We have been discussing on ways of incorporating the OCW model to deliver educational materials to the North Koreans. Increasingly, universities are using various forms of OCW to share information with the public, where lectures are posted as webcasts and Columbia University even has clips on iTune U for download. While the model provides cost savings through distance learning, there are certain issues, which include the learning culture in DPRK and the specificity of the taught subject that needs to be address in order for it to be relevant to the North Koreans. These various concerns will be addressed using the architectural discipline as an example. Learning Culture
The architectural discipline is largely dependent on the learning culture rather than pure knowledge, which means that even if we have all the information made readily available for the North Koreans, students may find it hard to apply to their context. For example, lectures on digital fabrication in architecture would not be relevant if there are no equipments available to produce these prototypes. Furthermore, even if equipments are available, students may not use it if the university’s learning culture is not in digital fabrication design. This is the case for many Asian universities where advanced fabrication equipments are underutilized because it is not part of the university’s culture to pursue such research.
Specificity of Subject
Furthermore, the architectural discipline is extremely vast and loosely defined, for example, a person's interest can range from the philosophical and political nature of architecture to the cutting edge construction techniques.

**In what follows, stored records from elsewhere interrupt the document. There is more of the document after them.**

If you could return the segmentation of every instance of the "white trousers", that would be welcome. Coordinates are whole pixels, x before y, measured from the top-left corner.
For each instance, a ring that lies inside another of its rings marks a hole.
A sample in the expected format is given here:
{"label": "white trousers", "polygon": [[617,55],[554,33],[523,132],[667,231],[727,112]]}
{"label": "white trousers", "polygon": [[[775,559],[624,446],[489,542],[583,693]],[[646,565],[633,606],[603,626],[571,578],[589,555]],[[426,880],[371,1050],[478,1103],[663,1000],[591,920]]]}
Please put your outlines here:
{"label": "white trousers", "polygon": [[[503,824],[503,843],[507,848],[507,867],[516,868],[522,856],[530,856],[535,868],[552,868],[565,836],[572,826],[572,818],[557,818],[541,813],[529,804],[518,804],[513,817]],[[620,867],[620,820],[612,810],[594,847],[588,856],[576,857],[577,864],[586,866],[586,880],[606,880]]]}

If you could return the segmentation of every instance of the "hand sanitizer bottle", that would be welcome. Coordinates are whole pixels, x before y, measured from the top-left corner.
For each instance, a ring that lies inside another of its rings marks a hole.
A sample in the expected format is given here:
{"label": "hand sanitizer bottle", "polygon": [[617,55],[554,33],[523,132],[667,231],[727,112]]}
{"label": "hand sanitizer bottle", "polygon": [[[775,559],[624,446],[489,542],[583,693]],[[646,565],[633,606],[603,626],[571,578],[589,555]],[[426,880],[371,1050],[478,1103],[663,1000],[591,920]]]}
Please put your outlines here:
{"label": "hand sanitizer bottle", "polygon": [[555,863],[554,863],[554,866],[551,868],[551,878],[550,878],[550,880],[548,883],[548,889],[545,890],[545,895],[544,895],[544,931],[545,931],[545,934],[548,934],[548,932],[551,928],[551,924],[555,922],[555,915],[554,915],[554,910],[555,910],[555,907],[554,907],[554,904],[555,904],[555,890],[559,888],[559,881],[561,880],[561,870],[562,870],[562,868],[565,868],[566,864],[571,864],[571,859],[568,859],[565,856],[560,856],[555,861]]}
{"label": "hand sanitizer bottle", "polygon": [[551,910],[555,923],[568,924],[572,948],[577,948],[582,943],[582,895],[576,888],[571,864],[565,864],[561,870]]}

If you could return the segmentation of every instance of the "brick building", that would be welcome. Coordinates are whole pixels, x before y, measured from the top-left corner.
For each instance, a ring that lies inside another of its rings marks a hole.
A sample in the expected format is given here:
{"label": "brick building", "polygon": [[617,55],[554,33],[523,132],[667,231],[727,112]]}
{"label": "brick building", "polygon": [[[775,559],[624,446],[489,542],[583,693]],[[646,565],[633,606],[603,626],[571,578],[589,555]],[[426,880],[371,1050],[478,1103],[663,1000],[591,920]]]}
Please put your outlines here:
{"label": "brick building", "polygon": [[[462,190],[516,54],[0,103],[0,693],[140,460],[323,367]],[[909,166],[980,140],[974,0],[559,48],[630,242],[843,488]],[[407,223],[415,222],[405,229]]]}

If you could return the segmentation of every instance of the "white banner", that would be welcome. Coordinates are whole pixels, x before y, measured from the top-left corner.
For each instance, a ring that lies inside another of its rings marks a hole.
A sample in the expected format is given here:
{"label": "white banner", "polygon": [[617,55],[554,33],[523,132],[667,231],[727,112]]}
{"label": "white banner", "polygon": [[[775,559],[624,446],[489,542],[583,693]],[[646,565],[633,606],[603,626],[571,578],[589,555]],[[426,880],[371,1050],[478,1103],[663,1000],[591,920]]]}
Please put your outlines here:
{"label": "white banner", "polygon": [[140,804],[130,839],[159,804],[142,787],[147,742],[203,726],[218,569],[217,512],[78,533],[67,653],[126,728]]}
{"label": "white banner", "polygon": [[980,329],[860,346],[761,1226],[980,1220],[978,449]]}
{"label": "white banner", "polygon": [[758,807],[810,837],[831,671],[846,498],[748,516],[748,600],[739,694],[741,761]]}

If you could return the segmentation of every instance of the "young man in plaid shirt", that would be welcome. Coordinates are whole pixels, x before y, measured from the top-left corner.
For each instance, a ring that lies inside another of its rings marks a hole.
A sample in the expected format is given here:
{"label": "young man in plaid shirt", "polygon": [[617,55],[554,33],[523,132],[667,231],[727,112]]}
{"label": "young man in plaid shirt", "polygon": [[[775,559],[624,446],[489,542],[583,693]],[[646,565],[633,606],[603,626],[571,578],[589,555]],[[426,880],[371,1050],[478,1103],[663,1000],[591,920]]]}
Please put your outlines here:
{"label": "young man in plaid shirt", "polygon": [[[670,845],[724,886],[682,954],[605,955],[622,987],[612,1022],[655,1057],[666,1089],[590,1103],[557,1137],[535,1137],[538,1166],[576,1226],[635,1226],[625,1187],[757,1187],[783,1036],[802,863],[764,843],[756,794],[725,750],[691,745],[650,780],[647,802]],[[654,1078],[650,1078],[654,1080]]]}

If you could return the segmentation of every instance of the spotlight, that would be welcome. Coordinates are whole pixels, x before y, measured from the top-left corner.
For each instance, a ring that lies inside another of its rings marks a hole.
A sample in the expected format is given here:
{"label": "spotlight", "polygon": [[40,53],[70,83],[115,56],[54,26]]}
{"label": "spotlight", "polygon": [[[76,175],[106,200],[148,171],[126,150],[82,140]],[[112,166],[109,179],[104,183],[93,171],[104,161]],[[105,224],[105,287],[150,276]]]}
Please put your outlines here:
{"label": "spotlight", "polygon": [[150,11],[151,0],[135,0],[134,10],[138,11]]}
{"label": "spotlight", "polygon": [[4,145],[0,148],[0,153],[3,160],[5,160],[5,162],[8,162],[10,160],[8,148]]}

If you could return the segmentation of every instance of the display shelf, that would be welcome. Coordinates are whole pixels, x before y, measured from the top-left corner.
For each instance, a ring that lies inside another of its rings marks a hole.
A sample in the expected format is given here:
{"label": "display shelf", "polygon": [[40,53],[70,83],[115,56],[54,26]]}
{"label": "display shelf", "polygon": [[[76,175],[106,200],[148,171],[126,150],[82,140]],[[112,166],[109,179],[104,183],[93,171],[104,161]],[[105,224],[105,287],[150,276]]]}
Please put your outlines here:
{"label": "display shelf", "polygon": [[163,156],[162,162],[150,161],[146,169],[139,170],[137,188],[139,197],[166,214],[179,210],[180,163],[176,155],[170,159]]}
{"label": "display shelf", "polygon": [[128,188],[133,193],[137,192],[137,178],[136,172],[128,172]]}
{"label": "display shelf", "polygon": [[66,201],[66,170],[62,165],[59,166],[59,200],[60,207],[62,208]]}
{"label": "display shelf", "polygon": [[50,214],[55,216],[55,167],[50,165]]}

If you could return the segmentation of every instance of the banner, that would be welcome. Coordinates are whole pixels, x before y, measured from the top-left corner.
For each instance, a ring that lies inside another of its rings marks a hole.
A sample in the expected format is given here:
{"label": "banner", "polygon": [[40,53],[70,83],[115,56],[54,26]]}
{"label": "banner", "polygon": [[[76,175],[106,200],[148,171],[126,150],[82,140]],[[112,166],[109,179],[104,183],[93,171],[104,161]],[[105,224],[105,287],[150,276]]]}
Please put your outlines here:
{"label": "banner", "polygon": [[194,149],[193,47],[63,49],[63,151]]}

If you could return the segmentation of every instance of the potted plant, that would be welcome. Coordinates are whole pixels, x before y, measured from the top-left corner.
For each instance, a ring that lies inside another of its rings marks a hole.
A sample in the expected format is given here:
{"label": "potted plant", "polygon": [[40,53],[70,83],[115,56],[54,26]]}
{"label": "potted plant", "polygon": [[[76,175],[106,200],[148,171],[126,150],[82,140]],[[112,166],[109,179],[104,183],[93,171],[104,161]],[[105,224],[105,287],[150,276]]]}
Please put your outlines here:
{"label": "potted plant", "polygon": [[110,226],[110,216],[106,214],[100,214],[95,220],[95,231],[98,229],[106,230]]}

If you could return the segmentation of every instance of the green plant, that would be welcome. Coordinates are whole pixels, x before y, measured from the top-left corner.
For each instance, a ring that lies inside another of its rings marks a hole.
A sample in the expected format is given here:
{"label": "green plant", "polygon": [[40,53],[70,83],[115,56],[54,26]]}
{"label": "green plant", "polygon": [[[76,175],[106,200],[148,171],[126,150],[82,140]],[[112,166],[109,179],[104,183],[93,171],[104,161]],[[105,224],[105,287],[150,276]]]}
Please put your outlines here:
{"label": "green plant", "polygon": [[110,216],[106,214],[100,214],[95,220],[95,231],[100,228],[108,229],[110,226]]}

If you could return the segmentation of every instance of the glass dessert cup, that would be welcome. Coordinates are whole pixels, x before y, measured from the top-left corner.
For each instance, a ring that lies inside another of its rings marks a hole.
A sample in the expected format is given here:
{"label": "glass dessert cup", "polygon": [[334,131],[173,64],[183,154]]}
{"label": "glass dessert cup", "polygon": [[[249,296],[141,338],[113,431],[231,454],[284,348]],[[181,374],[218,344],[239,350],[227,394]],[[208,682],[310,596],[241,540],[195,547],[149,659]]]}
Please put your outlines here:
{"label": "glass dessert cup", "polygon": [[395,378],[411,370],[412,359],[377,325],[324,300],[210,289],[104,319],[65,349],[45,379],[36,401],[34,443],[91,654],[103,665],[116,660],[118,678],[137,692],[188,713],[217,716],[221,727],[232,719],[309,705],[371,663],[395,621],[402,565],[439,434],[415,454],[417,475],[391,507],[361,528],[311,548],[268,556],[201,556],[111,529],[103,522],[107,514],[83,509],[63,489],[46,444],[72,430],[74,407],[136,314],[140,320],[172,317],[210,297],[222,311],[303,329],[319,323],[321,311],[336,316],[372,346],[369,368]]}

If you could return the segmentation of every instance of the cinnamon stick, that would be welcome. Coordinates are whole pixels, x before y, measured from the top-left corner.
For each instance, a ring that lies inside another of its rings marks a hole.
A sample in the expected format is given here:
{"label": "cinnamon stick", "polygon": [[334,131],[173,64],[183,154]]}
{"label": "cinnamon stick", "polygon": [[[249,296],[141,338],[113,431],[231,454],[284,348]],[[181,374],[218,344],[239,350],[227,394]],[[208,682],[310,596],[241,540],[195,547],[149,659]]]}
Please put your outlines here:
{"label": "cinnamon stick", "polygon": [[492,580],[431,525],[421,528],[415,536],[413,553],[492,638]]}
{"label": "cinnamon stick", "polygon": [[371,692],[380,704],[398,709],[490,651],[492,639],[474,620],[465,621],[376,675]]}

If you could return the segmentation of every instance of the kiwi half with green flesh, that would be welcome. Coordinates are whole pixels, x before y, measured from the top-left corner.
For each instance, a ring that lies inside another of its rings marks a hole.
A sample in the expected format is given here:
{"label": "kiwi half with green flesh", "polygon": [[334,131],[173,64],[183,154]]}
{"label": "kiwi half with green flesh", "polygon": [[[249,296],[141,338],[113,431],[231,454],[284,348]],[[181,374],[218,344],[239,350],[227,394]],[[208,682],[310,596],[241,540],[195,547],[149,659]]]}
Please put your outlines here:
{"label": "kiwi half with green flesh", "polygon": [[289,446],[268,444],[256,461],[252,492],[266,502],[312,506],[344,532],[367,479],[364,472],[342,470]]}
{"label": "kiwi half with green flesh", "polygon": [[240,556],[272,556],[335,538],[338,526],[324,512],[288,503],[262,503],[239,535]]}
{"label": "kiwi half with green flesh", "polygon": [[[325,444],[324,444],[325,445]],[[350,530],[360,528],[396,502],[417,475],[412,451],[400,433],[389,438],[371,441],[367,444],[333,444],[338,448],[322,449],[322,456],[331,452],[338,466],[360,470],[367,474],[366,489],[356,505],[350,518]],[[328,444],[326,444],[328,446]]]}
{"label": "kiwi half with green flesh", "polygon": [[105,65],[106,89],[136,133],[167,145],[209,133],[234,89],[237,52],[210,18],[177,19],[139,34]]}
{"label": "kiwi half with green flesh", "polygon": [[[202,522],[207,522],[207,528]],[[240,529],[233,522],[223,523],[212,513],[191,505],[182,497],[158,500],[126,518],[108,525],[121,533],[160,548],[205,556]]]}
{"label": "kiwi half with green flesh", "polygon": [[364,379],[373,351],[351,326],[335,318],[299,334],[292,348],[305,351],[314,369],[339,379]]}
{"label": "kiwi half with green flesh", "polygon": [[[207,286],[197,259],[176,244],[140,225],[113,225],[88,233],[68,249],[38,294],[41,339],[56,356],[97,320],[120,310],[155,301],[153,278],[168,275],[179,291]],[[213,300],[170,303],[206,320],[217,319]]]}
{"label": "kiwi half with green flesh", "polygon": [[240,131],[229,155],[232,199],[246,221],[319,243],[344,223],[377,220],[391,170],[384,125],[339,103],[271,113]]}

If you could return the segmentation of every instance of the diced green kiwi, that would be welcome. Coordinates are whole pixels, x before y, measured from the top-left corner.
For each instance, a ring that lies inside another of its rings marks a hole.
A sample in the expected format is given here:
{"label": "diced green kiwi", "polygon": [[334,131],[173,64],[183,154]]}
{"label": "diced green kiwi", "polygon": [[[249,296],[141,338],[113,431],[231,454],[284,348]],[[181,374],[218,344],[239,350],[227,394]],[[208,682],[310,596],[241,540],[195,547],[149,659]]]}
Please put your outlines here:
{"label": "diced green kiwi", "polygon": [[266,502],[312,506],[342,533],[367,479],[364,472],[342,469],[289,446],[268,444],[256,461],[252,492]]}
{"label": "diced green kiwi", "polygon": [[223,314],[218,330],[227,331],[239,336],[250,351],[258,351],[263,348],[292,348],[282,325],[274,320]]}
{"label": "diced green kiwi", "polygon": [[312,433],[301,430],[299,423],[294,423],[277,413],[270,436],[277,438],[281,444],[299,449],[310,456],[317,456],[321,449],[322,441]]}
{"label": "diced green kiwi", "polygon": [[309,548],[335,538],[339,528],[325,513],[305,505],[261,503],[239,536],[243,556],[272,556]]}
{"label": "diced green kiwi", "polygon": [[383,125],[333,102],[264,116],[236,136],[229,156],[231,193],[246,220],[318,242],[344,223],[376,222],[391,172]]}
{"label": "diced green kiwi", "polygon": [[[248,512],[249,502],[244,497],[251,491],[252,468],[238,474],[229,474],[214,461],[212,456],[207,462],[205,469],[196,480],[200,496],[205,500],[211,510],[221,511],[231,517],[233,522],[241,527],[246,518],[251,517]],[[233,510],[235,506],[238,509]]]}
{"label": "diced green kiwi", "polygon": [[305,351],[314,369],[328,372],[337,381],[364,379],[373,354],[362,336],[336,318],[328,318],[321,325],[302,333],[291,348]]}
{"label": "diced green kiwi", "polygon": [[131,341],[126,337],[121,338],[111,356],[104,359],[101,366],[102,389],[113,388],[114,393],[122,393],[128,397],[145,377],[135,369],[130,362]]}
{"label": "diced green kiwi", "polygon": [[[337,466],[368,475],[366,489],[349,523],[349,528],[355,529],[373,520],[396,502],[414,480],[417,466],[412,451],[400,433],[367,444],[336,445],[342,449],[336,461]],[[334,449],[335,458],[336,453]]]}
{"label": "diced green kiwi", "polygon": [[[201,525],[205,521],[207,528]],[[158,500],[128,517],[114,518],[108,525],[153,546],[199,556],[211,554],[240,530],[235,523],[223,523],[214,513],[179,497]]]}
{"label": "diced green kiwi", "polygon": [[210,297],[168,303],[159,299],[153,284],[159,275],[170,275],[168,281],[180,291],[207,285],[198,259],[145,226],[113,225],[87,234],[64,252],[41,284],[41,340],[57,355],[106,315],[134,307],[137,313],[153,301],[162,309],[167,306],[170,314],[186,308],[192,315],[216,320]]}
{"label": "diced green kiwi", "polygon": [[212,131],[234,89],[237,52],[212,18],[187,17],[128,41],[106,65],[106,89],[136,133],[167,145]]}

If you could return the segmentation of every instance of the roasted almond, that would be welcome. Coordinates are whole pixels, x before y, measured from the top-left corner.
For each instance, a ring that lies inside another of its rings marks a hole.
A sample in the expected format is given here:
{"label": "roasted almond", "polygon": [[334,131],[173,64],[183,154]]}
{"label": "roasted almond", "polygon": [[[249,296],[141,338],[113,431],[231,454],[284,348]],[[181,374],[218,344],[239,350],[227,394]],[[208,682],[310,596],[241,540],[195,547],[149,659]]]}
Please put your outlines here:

The various DPRK universities together with the Paektusan Academy of Architecture are already producing architects who can perform the basic tasks of an architect. Therefore, we are hoping to value add to their education through introducing a wide range of subjects while tailoring to suit DPRK’s context.
Joint Research Studio
To ensure the relevancy of the OCW model, perhaps it would be most effective to establish a joint research studio between North Korean architecture students and a partnering university researching on a specific aspect of DPRK architecture. Through this common research topic, theoretical knowledge and technical skills can be transferred in the most relevant way. Examples of such twinning architectural research programs include collaboration between Tsinghua and Penn, or Tongji and Yale, where students spend a couple of weeks at each university to share their research.